Nesse sentido, funciona como uma verdadeira máquina do tempo: sobrepõe eras, confunde períodos históricos e opera como um evento atemporal, fundador e, portanto, universal.
Há no presépio um projeto universalista. Desde o início, ele não renunciou a ser um dispositivo dinâmico e funcional, capaz de incorporar possibilidades técnicas e culturais emergentes. Os Reis Magos, afinal, não representariam a devoção possível entre homens de todas as partes do mundo conhecido? Não seriam uma imagem plural da humanidade prestando homenagem a um Senhor de todos os povos?

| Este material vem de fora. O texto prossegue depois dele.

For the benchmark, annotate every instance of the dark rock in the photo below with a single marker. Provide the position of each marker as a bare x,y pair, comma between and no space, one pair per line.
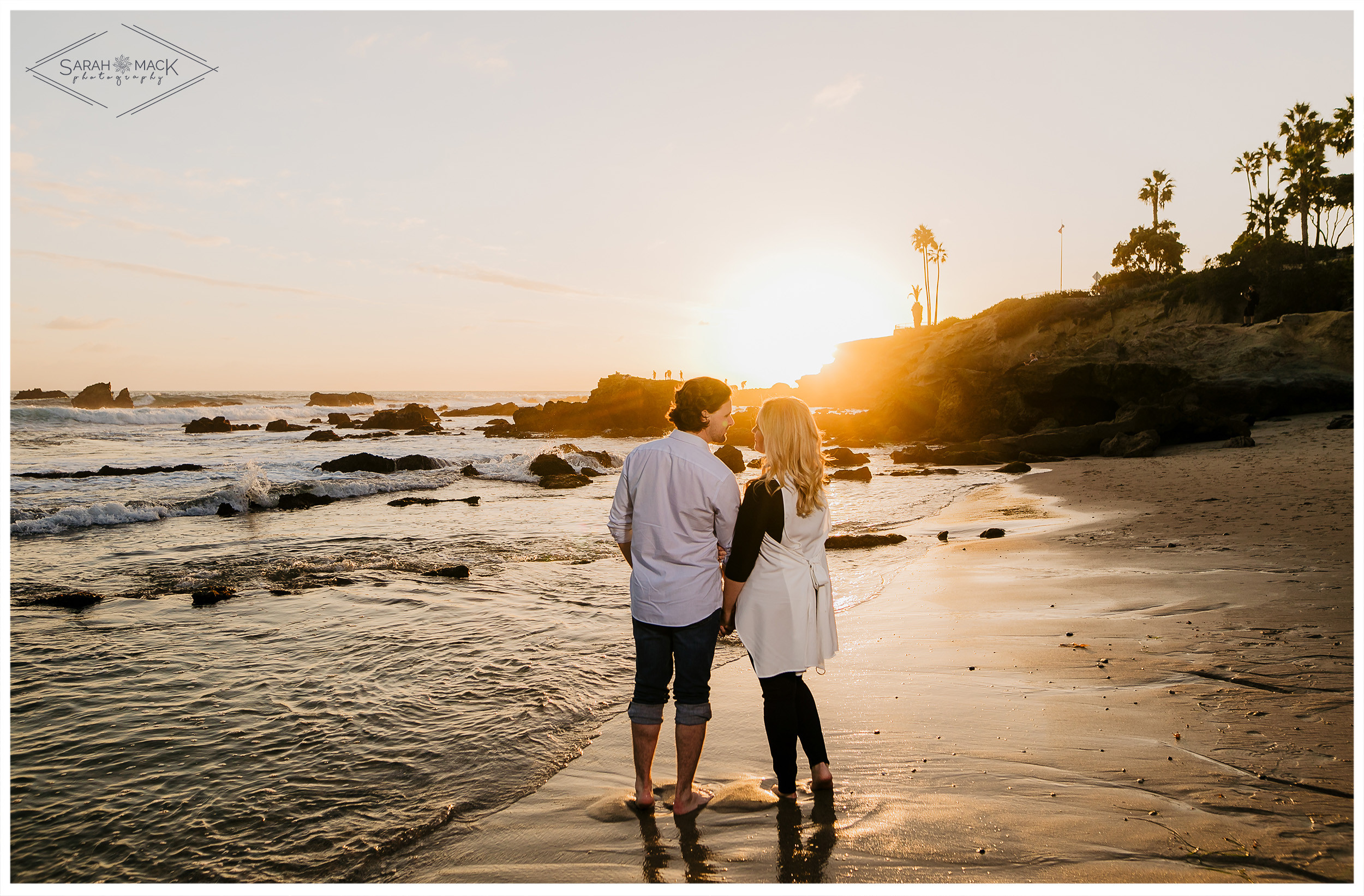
451,572
284,426
839,542
94,396
550,465
913,455
116,471
212,595
421,461
204,425
356,463
860,475
1138,445
339,400
483,411
407,418
732,457
620,405
843,457
70,599
564,480
303,501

E não teria o cristianismo, ao formular o imperativo “ame o seu próximo”, fornecido um terreno conceitual fértil para o desenvolvimento de ideias fundamentais do pensamento político ocidental?
Com a aproximação das festas natalinas, ainda que no Brasil não haja grandes controvérsias sobre a presença de presépios em espaços públicos, parece oportuno reabrir esse debate. Em outros países, essa presença tem sido alvo de contestação crescente.
Segundo certa lógica secularista, a fé deveria restringir-se ao âmbito privado. O presépio, portanto, deveria permanecer no espaço doméstico, afastado da praça pública. Trata-se de um processo de privatização da fé religiosa, coerente com a única “fé” que esse secularismo parece reconhecer como legítima.
Nesse contexto, a interdição do presépio não se apresenta como proteção de um bem comum claramente definido, mas como um ato de autoridade que pode revelar um absolutismo político perigoso. Ao se absolutizar, o laicismo converte-se ele próprio em uma forma de religião civil, competindo com as religiões tradicionais no plano dos valores últimos.
O que deveria ser um espaço neutro transforma-se, assim, em campo de tensão e conflito. Negar o valor do presépio para a identidade cultural de um povo, sob o argumento de que ele pode servir a agendas políticas circunstanciais, constitui uma simplificação indevida – e empobrecedora do debate público.
*Adalberto da Silva Retto Jr. é professor de arquitetura na Universidade Estadual Paulista (Unesp).